LUIGI TROCCOLI, Lettere dalla montagna in fiore, Castrovillari, Edizioni Prometeo, 2023, pag. 184, euro 10.
Di Dante MAFFIA
Due annotazioni immediate.
La prima: questo è un libro che tradotto in giapponese diventerebbe un best seller in poche settimane.
La seconda: Jorge Luis Borges ha sempre sostenuto che è molto più difficile scrivere un racconto anziché un romanzo.
A leggere questi racconti, ognuno dei quali ha un fiato meraviglioso e di rara bellezza, do piena ragione allo scrittore argentino.
Altra annotazione da fare: i racconti hanno una loro fisionomia unica, ben realizzata, eppure, sottilmente, sono anche capitoli di un percorso che Luigi Troccoli ha compiuto con un fiato unico. Raro esempio di una coerenza stilistica e tematica ormai quasi dimenticata dai nuovi narratori che spesso e volentieri mettono a cuocere argomenti che tra di loro non hanno nessuna affinità.
Ancora. Si noti la ricchezza e la forbitezza del linguaggio e poi delle citazioni a dimostrazione di un interesse di Troccoli che non è soltanto d’amore per i luoghi, ma anche di cultura che illumina le ragioni del mondo vegetale, della montagna, nella sua estensione e nella sua bellezza.
Da Carlo Darwin a John Ruskin, da Mario Rigoni Stern a Tenore- Petagna – Terrone, da Johan Wolfgang Goethe a Marlen Haushofer, da Immanuel Kant a Francesco Petrarca, da Plinio a Ugo Foscolo, da Thomas Mann a Khalil Gibran, da Hermann Hesse a Lord Byron, da Jean Jacques Rousseau a Leonardo da Vinci, a Honoré de Balzac.
Un lungo elenco, lo so, ma necessario per far intendere come lo scrittore ha proceduto per rendere le pagine ricche di fiato naturale e di fiato culturale.

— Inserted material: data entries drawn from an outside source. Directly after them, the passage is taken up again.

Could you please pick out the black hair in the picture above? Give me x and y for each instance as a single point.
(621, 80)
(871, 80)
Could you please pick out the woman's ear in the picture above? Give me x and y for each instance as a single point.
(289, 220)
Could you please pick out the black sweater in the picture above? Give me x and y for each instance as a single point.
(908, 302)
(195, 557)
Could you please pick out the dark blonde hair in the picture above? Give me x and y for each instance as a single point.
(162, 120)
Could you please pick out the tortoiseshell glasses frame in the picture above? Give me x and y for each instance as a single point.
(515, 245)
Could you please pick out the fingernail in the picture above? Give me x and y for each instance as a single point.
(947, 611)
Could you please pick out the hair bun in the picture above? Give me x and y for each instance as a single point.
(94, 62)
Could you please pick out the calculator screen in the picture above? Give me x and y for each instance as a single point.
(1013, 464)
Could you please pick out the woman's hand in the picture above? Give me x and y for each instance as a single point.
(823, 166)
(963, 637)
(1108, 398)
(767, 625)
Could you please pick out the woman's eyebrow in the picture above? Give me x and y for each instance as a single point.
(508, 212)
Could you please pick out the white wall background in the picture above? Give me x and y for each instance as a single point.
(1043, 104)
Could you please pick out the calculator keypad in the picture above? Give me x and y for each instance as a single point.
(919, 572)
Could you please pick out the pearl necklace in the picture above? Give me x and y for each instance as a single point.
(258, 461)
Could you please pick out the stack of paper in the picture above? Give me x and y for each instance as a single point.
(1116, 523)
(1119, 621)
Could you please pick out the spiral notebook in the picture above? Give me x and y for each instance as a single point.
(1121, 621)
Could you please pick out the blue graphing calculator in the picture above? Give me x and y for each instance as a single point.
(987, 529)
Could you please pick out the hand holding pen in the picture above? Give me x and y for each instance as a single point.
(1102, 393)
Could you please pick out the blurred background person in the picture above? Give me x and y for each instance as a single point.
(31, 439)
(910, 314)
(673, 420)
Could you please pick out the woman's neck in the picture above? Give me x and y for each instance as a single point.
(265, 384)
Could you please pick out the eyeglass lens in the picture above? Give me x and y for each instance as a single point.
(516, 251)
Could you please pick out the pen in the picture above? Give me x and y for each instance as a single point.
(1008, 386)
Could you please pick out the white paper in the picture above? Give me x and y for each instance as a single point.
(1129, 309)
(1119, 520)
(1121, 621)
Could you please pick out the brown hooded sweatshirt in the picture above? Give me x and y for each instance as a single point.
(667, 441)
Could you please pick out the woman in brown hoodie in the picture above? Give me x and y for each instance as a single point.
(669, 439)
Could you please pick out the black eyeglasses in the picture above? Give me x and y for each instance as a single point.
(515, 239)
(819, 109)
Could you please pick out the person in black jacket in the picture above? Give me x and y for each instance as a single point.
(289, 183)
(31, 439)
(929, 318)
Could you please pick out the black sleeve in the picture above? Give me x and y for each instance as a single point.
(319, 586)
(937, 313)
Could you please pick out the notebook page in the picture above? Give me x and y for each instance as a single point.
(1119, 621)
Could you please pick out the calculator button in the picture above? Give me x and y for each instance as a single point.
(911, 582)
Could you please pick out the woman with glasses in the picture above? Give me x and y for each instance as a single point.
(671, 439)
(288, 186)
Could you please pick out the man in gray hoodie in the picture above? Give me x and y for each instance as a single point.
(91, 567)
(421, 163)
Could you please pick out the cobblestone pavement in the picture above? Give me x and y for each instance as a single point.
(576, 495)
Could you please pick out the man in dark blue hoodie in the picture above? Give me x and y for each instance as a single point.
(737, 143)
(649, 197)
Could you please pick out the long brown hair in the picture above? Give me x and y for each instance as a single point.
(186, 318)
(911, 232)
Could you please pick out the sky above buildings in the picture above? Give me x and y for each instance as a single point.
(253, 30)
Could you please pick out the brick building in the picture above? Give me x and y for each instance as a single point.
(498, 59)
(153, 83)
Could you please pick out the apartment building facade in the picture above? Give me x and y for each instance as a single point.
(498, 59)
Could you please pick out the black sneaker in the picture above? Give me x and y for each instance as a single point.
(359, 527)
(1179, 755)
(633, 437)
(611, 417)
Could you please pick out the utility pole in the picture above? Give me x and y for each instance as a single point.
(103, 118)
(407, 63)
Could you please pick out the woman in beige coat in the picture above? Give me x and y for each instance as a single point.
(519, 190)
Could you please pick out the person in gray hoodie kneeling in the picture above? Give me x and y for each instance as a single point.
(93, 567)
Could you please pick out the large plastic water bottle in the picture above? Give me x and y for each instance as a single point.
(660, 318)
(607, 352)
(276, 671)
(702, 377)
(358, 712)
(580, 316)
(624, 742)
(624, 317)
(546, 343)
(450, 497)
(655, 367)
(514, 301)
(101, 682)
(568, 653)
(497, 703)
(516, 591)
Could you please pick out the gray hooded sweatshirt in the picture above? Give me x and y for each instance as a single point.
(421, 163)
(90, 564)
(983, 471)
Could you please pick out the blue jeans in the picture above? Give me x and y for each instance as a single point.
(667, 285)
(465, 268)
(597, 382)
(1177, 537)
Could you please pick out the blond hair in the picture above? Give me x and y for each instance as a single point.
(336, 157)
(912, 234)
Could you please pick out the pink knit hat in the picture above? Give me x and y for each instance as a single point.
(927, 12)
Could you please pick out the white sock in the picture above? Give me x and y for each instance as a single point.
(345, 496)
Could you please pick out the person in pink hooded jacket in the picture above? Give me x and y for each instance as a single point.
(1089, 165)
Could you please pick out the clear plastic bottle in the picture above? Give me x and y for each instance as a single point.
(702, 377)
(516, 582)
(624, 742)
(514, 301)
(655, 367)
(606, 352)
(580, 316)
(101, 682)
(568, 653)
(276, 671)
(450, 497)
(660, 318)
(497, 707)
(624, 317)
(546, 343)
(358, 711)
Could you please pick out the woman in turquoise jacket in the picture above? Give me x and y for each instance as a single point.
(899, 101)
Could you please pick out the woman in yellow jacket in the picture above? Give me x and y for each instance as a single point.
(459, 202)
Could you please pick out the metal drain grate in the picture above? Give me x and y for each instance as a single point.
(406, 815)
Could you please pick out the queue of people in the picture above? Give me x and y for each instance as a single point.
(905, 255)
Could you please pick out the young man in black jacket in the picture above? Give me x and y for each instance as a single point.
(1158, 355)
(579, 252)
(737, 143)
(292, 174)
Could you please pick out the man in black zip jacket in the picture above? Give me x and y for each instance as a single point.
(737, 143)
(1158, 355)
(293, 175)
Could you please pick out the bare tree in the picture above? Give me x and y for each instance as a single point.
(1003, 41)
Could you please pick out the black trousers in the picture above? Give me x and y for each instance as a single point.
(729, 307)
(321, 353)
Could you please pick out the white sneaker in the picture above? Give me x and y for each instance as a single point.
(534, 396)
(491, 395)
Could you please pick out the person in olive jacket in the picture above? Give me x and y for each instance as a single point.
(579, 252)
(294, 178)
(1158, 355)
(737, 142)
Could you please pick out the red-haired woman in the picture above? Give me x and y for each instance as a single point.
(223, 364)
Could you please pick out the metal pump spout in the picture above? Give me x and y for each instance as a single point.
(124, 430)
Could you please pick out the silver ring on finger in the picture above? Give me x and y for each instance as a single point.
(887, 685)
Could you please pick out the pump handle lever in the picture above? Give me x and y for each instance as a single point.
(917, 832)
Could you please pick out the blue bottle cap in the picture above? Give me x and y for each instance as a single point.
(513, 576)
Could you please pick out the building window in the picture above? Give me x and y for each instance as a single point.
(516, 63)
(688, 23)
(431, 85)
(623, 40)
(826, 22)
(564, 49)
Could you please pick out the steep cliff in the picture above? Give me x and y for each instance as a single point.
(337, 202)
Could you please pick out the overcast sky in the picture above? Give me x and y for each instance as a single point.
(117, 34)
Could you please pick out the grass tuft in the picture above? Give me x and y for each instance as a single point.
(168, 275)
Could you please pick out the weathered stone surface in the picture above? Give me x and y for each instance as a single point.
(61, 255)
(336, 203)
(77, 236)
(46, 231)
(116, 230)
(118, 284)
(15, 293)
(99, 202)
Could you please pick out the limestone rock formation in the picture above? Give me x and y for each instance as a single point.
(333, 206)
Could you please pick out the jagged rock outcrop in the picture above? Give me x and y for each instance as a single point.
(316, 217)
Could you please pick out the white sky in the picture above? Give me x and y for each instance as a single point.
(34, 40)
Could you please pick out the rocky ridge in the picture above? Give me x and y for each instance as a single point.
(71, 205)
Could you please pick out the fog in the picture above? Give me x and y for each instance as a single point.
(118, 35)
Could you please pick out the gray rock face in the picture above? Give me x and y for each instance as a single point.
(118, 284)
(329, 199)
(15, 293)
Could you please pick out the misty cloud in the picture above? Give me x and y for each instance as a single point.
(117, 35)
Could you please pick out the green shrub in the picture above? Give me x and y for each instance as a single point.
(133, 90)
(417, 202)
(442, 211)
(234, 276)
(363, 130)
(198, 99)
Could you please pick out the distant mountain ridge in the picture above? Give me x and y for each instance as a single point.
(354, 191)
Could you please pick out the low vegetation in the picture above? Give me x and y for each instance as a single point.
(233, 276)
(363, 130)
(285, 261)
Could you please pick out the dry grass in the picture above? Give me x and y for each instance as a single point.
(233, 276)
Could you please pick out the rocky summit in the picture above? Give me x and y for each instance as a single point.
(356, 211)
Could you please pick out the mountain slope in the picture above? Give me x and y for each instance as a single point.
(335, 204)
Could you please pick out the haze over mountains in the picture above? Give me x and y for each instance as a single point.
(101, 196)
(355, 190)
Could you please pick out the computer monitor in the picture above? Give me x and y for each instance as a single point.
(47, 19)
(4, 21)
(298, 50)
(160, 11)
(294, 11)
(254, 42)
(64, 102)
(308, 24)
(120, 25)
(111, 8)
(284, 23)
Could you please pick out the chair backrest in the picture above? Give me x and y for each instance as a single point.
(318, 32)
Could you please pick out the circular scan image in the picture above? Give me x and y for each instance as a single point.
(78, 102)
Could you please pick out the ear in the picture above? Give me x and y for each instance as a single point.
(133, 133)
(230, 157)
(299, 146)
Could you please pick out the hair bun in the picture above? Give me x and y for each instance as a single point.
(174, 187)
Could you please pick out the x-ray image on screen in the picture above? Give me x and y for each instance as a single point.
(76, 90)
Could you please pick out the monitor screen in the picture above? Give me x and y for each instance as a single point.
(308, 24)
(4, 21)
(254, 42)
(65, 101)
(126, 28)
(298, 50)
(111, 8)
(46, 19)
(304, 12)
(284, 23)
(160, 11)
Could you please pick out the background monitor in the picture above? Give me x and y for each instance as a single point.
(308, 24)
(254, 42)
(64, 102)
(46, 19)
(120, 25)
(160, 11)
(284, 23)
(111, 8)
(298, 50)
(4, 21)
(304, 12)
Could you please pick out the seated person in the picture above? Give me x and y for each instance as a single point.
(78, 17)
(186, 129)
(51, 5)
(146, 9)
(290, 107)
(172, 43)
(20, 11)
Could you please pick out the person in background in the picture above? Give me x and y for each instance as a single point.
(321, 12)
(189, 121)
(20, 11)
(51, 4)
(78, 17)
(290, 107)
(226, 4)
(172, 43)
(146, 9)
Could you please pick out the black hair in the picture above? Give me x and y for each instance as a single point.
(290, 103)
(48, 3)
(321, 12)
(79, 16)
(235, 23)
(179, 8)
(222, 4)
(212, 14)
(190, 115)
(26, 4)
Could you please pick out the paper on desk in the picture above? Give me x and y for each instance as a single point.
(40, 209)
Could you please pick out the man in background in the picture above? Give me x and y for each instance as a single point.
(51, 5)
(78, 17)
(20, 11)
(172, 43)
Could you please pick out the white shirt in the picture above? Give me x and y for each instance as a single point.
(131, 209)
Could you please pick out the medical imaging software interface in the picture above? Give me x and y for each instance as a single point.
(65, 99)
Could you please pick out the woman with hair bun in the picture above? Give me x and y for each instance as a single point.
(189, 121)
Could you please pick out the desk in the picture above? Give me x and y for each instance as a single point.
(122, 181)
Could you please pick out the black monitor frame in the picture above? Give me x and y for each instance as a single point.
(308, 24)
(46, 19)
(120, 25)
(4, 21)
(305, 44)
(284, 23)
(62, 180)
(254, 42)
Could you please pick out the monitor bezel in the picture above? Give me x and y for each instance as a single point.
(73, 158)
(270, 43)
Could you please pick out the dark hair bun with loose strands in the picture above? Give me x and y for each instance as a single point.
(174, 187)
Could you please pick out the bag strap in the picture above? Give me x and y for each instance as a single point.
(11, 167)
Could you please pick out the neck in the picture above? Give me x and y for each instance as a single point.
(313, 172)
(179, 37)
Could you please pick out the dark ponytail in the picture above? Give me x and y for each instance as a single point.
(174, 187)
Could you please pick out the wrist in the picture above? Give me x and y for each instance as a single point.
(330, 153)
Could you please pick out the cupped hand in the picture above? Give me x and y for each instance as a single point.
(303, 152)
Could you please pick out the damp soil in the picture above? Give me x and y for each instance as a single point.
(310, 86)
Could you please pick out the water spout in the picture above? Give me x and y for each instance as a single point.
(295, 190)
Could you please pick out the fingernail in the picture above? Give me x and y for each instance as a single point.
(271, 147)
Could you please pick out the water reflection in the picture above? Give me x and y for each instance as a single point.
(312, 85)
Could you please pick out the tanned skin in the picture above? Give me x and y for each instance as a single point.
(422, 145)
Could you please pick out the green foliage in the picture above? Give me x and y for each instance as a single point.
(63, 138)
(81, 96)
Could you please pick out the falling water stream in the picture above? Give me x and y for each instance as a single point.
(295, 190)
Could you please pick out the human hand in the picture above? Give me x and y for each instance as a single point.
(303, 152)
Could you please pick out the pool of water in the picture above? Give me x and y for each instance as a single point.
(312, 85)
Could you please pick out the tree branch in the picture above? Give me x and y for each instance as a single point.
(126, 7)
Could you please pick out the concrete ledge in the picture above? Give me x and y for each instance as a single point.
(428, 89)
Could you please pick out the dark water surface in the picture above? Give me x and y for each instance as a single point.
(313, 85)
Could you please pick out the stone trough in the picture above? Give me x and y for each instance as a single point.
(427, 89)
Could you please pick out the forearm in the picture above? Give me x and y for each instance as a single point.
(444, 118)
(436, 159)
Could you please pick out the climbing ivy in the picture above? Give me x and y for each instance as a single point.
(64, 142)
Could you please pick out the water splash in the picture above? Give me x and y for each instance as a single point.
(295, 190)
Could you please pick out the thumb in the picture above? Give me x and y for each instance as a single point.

Ma andiamo ai racconti. Alla loro sostanza, alla loro bellezza, al loro modo di porsi.
Ovviamente, perché non risultasse un libro di meditazione alla maniera orientale, lo scrittore ha inserito, durante le passeggiate di Scilla e di Giorgio, degli avvenimenti, il vecchio di Viggianello che cerca la genziana e che chiama Egiziana, la presenza della pittrice (che poi sarà Scilla) che si perde nel bosco e che poi torna magicamente, la storia di Donna Maria, storia che nei libri di Mastriani è frequente ma che Troccoli ha saputo inserire nel contesto sociale con una abilità narrativa che la rende unica, il bacio… che ha il fiato della grande pittura, il pastorello Ianagio, storia di violenza e di tragica risoluzione… e poi la storia del Pino che ha qualcosa di divino e di assoluto, il grido della ferriera, l’abbaglio dell’oro, addirittura il Mare Piccolo che Troccoli risolve con genialità senza argomentare sulla contraddizione se non con una frase, il grido che soltanto Scilla sente, l’albero dell’Amore… quella pagina sublime in cui Giorgio e Scilla dialogano, a pag. 157:
“Che senti?” gli chiese Scilla, come al solito sempre prima nel tentare di prevenire una durata eccessiva dei silenzi, quasi che temesse l’insorgenza di un abulico, repentino e temuto distacco della sua attenzione verso di lei.
“E ti senti felice o incompleto?”
“Sono felice e incompleto. Felice perché non desidero niente di materiale che già non posseggo e niente di immateriale che vorrei raggiungere; incompleto, perché ti sento troppo distante, nonostante tu sia qui al mio fianco”.
“In questo momento -ella disse- mi sembra che noi e il mondo siamo senza peccati, come se il male non esistesse… Sto vivendo una condizione di purezza: tutto è puro su questo monte, attorno a noi e dentro di noi”.
Ho detto all’inizio che Troccoli ha percorso i vari racconti con un unico fiato e che addirittura potremmo configurare l’opera con il romanzo di Scilla e di Giorgio che ci mostrano la montagna in tutti i suoi aspetti, in tutte le sue magie.
Ci sono descrizioni superbe, da prosa d’arte, che ci fanno sentire il palpito del paesaggio in tutti i risvolti, nei mutamenti sottili, nella frenesia dei colori e del silenzio, nel respiro divino che si apre e detta luce senza riserva.
Che dire? Il mio entusiasmo fa comprendere subito che si tratta di un vero capolavoro e di una guida sacra per chi volesse visitare il Pollino in tutte le sue diramazioni.
Troccoli non è nuovo a simili sorprese, ma con “Lettere dalla montagna in fiore” ha raggiunto un risultato davvero raro, un esito poetico convincente e così limpido da farmi pensare alla scrittura di Vincenzo Cardarelli.